Il 5G o “quinta generazione” è l’ultima evoluzione della telefonia mobile. Quest’ultima negli anni ha raggiungo una copertura del territorio sempre più fitta, con sempre più numerose antenne che servono aree (“celle”, da cui il termine telefonia “cellulare”) di dimensioni sempre più piccole, per limitare il numero di persone che utilizzano il servizio contemporaneamente nella stessa cella. Per coprire queste celle di dimensioni più ridotte servono potenze sempre più basse, con una conseguente riduzione dei livelli ambientali di campo elettromagnetico a cui possono essere esposte le persone. A spiegarlo è Alessandro Polichetti del Centro Nazionale per la Protezione dalle Radiazioni e Fisica Computazionale dell’Istituto Superiore di Sanità. Inoltre, le dimensioni ridotte delle celle portano ad una maggiore vicinanza tra telefoni cellulari e antenne fisse, con la conseguente riduzione delle potenze emesse dai telefoni cellulari e quindi delle esposizioni degli utilizzatori.
5G e Internet of things
Tuttavia, la nuova tecnologia di telefonia mobile di quinta generazione (5G) applicata all’Internet delle Cose, in cui non solo le persone ma anche i dispositivi comunicano tra loro, produrrà un ulteriore aumento degli “utenti”, e quindi un ulteriore aumento del numero di antenne sul territorio. Questo genera preoccupazione nell’opinione pubblica, anche se in realtà le potenze di emissione saranno sempre più basse e in ogni caso dovranno rispettare i limiti precauzionali fissati dalla normativa nazionale che stabilisce che l’installazione di nuove antenne in siti dove sono già presenti altre antenne, non può portare ad un superamento dei valori di attenzione precauzionali vigenti in Italia, che sono espressi in termini di valori complessivi dovuti a tutte le antenne che generano i campi elettromagnetici presenti in ogni punto dello spazio. Secondo gli esperti, con la progressiva sostituzione delle tecnologie precedenti con quella 5G, le esposizioni complessive della popolazione dovrebbero diminuire ulteriormente rispetto a quanto stia già avvenendo.

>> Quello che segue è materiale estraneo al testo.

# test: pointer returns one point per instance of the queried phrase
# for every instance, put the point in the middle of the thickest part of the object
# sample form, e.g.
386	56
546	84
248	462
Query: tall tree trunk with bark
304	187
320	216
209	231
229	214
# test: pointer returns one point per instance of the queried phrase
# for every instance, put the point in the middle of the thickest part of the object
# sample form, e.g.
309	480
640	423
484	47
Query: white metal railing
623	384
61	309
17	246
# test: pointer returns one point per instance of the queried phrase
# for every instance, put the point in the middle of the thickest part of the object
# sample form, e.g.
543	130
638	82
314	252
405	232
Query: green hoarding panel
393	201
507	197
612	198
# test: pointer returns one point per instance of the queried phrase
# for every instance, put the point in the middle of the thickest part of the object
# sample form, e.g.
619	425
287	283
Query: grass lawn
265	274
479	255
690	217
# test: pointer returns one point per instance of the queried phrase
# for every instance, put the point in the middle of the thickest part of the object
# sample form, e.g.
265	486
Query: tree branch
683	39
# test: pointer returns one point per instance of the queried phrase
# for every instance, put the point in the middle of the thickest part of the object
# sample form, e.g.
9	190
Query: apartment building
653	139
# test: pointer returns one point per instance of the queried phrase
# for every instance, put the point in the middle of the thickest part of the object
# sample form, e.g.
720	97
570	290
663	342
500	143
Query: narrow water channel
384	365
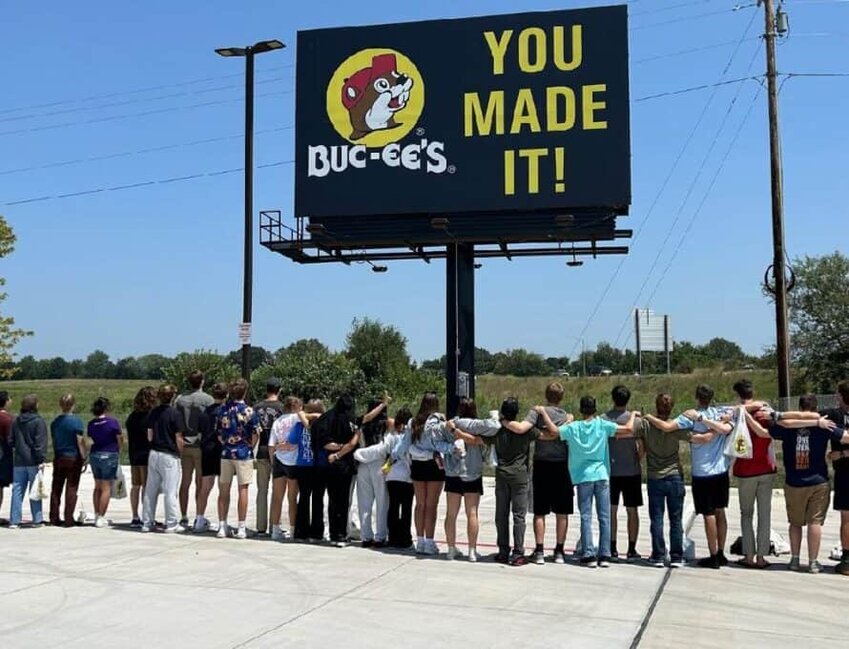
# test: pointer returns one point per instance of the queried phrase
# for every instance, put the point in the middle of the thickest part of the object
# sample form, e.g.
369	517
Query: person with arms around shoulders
284	457
711	485
840	461
69	453
6	448
372	496
804	436
589	466
237	426
268	410
190	404
139	447
210	447
424	441
29	437
336	433
165	427
626	479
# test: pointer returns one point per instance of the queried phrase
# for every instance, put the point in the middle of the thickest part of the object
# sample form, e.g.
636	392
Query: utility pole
782	335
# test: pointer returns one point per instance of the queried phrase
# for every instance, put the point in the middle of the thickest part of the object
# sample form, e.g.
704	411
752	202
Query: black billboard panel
521	112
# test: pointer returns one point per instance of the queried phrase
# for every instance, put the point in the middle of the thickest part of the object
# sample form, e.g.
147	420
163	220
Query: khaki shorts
242	469
806	505
138	475
191	461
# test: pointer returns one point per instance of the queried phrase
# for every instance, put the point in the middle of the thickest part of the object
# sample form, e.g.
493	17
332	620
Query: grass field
491	390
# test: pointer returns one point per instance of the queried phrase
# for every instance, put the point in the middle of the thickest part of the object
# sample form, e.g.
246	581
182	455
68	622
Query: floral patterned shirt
236	424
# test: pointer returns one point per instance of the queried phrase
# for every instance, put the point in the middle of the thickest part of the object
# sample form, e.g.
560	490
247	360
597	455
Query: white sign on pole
245	333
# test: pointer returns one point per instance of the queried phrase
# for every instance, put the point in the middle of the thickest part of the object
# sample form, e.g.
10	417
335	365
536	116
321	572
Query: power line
146	183
666	181
110	95
156	111
156	149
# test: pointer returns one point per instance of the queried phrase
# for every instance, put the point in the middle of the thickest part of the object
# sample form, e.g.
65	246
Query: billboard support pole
460	324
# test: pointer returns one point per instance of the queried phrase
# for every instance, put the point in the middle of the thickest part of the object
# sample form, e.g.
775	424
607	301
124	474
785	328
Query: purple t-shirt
104	433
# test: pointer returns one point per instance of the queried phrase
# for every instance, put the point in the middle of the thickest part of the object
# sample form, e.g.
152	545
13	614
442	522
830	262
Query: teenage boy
267	410
191	404
551	485
589	466
711	484
237	426
804	436
165	427
626	480
210	448
840	460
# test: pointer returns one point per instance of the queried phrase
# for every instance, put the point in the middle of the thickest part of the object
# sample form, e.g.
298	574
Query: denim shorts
104	466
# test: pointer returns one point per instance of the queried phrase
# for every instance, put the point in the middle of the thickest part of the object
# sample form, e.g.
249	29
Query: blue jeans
22	479
667	493
600	489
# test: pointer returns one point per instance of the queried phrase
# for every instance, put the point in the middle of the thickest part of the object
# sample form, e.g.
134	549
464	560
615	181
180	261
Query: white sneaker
453	553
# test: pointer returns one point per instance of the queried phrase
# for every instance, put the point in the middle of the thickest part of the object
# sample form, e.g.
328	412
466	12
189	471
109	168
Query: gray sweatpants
751	490
511	495
163	476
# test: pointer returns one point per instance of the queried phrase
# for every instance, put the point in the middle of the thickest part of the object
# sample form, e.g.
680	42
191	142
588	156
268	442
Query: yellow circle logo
375	97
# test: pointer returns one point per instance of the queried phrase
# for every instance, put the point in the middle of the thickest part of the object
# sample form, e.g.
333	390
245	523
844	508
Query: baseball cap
355	85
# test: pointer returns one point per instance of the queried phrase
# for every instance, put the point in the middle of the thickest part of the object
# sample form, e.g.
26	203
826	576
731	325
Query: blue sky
158	268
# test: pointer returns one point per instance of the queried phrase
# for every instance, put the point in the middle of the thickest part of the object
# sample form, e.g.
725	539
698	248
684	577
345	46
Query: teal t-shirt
589	454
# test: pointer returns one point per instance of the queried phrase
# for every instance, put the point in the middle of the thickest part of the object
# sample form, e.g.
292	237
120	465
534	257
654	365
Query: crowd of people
399	466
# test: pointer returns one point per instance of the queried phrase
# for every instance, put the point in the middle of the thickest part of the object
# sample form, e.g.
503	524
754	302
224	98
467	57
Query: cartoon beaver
373	95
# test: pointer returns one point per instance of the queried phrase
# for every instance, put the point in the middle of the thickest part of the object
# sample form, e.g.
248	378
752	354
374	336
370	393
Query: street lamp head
231	51
267	46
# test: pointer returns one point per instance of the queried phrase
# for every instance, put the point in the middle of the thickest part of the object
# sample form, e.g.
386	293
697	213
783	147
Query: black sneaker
709	562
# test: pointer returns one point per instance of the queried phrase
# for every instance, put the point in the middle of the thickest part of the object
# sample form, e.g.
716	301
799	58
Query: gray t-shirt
553	450
191	406
624	456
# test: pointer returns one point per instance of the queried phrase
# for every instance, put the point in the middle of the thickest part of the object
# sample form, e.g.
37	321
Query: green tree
819	325
10	335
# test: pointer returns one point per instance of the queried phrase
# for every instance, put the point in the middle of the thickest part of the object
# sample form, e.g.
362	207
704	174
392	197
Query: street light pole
247	289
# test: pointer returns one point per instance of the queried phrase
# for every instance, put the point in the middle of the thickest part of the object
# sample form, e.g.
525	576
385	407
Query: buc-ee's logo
374	100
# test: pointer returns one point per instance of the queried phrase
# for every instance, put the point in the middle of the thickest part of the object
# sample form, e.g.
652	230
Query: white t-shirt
280	430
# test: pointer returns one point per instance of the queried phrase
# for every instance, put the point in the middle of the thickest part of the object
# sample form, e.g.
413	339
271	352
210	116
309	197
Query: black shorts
710	493
552	489
210	462
841	490
455	485
631	488
426	471
280	470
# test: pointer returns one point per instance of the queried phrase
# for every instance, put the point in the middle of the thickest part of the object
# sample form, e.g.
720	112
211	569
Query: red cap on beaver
380	65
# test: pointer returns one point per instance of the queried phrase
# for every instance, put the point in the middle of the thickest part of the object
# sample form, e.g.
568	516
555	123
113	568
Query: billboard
507	113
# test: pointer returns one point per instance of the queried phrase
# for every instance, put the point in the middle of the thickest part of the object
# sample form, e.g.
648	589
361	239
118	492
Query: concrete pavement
88	587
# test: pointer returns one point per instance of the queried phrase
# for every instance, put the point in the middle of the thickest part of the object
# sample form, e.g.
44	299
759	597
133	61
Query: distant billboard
520	112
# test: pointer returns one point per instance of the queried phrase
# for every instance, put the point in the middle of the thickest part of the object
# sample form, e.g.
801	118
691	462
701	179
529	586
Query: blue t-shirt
708	459
589	454
65	430
804	451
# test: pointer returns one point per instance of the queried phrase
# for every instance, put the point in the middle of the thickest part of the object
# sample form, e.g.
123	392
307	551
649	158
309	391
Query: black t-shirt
166	422
137	438
267	411
841	418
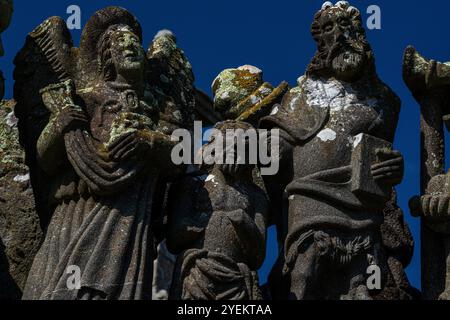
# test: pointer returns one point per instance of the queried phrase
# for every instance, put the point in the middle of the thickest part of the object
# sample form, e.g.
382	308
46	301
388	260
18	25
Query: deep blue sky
273	35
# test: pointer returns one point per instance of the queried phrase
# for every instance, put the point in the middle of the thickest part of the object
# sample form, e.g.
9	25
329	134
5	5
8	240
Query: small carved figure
89	121
336	132
429	82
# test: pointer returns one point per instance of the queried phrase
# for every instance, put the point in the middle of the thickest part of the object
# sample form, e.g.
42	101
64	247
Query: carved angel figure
89	119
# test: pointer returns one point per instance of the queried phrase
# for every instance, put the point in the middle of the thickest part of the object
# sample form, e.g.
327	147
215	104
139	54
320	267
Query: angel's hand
70	118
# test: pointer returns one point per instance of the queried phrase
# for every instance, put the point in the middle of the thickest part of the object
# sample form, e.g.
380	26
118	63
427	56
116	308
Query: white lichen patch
164	78
327	135
11	120
251	69
274	110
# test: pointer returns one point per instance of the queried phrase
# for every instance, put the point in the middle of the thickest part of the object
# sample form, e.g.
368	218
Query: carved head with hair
342	49
120	53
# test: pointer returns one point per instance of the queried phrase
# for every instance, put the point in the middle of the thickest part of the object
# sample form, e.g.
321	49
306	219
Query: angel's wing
172	80
46	58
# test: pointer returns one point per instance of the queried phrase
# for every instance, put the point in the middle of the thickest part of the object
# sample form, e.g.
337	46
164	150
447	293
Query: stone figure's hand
390	167
434	206
70	118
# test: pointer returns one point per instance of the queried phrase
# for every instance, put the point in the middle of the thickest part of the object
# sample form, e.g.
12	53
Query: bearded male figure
88	119
338	167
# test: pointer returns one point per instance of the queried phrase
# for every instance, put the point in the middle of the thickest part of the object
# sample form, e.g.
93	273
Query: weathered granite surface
337	128
20	232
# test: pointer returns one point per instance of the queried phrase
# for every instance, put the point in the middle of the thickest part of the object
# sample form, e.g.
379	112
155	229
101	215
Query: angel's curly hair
105	63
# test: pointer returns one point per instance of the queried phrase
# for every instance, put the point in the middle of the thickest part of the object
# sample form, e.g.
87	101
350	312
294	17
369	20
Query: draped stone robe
101	224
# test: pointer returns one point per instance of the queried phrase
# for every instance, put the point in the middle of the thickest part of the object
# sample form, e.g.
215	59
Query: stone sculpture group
96	122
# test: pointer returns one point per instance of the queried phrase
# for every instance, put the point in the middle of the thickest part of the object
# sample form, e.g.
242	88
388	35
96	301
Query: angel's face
127	52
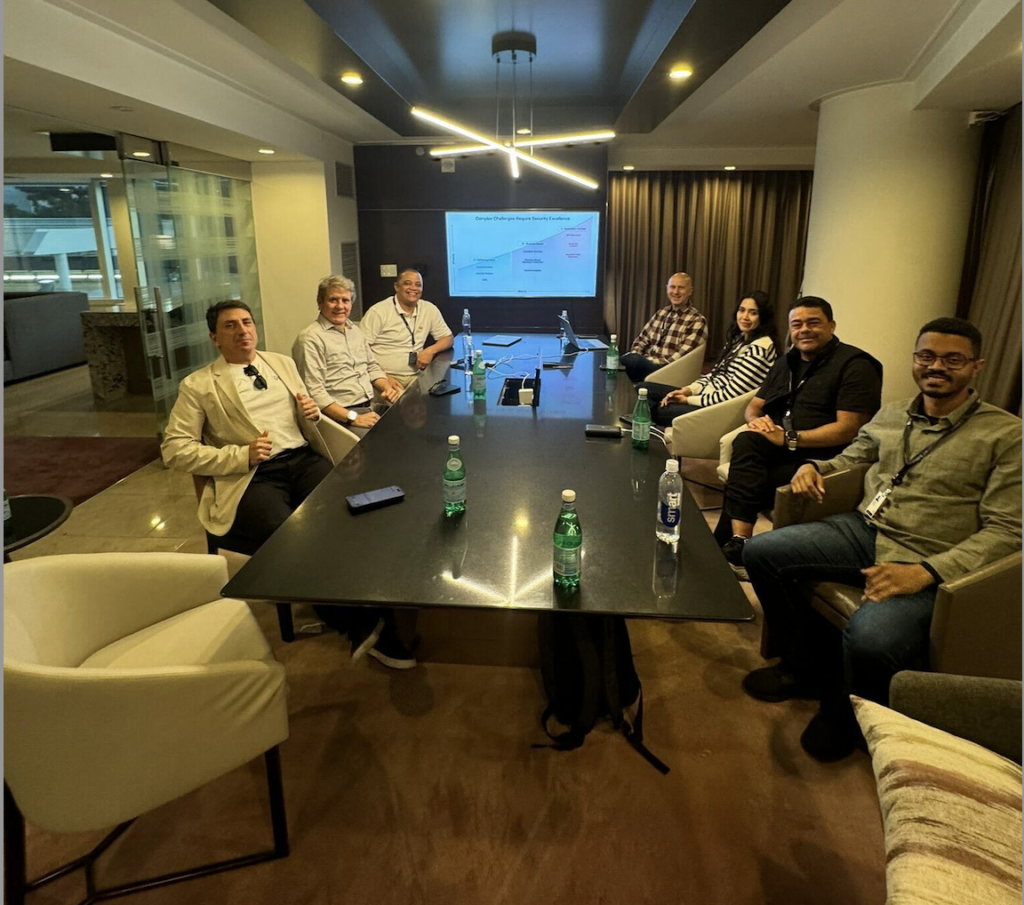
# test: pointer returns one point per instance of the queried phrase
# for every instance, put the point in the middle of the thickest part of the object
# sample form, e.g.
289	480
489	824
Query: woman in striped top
742	364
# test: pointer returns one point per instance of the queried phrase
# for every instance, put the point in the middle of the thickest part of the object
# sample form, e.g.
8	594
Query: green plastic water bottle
455	479
479	376
641	420
567	544
611	356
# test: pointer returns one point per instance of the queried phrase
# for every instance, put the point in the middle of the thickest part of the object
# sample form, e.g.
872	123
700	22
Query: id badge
875	507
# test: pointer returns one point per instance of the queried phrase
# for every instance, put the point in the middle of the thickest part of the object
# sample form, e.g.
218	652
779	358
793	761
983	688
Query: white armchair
682	372
128	683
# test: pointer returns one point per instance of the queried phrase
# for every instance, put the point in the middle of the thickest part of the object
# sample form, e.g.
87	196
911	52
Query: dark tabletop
32	517
498	554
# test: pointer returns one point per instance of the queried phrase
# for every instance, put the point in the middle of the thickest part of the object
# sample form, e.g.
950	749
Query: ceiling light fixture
511	44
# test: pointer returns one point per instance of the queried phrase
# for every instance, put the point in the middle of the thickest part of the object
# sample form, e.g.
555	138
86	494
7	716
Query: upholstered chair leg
13	850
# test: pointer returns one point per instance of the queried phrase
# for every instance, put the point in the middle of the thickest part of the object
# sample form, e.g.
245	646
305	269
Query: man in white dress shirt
336	363
397	329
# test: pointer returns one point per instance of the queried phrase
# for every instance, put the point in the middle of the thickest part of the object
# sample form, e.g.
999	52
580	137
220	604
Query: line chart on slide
522	254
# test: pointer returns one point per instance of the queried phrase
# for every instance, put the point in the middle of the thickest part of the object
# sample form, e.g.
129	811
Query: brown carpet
422	787
74	467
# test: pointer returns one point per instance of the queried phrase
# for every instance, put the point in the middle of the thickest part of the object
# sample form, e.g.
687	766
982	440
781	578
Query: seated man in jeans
813	401
672	332
942	498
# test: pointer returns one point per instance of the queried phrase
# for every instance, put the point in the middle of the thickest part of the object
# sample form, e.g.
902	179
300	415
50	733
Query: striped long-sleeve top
739	370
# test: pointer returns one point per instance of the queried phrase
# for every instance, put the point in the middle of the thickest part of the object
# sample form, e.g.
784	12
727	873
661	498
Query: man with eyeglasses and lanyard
942	498
246	422
397	329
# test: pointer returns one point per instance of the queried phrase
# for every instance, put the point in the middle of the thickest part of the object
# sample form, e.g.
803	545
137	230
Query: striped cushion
951	811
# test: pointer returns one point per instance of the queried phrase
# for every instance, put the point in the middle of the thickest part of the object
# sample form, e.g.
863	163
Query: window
50	239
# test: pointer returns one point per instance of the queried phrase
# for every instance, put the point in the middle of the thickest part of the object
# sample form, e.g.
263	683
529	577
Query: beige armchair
682	372
128	683
976	626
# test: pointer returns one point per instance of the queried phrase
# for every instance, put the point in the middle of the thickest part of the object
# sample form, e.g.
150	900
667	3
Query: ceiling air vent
344	177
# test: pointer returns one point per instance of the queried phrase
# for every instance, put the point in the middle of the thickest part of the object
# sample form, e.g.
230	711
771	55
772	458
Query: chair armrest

Un’altra causa di preoccupazione per il pubblico è il fatto che è previsto anche l’utilizzo di frequenze (circa 27 GHz) molto diverse da quelle attualmente utilizzate per la telefonia mobile (800-2,6 GHz), e ciò ha portato a parlare di frequenze “inesplorate” dal punto di vista degli effetti sulla salute. “In realtà – spiega Polichetti – sono stati già condotti alcuni studi sulle onde a qualche decina di GHz (più vicine alle frequenze di circa 27 GHz). Inoltre quelle usate dal 5G appartengono comunque all’intervallo delle radiofrequenze, i cui meccanismi di interazione con il corpo umano sono ben compresi, e i limiti di esposizione internazionali (e a maggior ragione i più cautelativi limiti italiani) consentono di prevenire totalmente gli effetti noti dei campi elettromagnetici anche a queste frequenze”.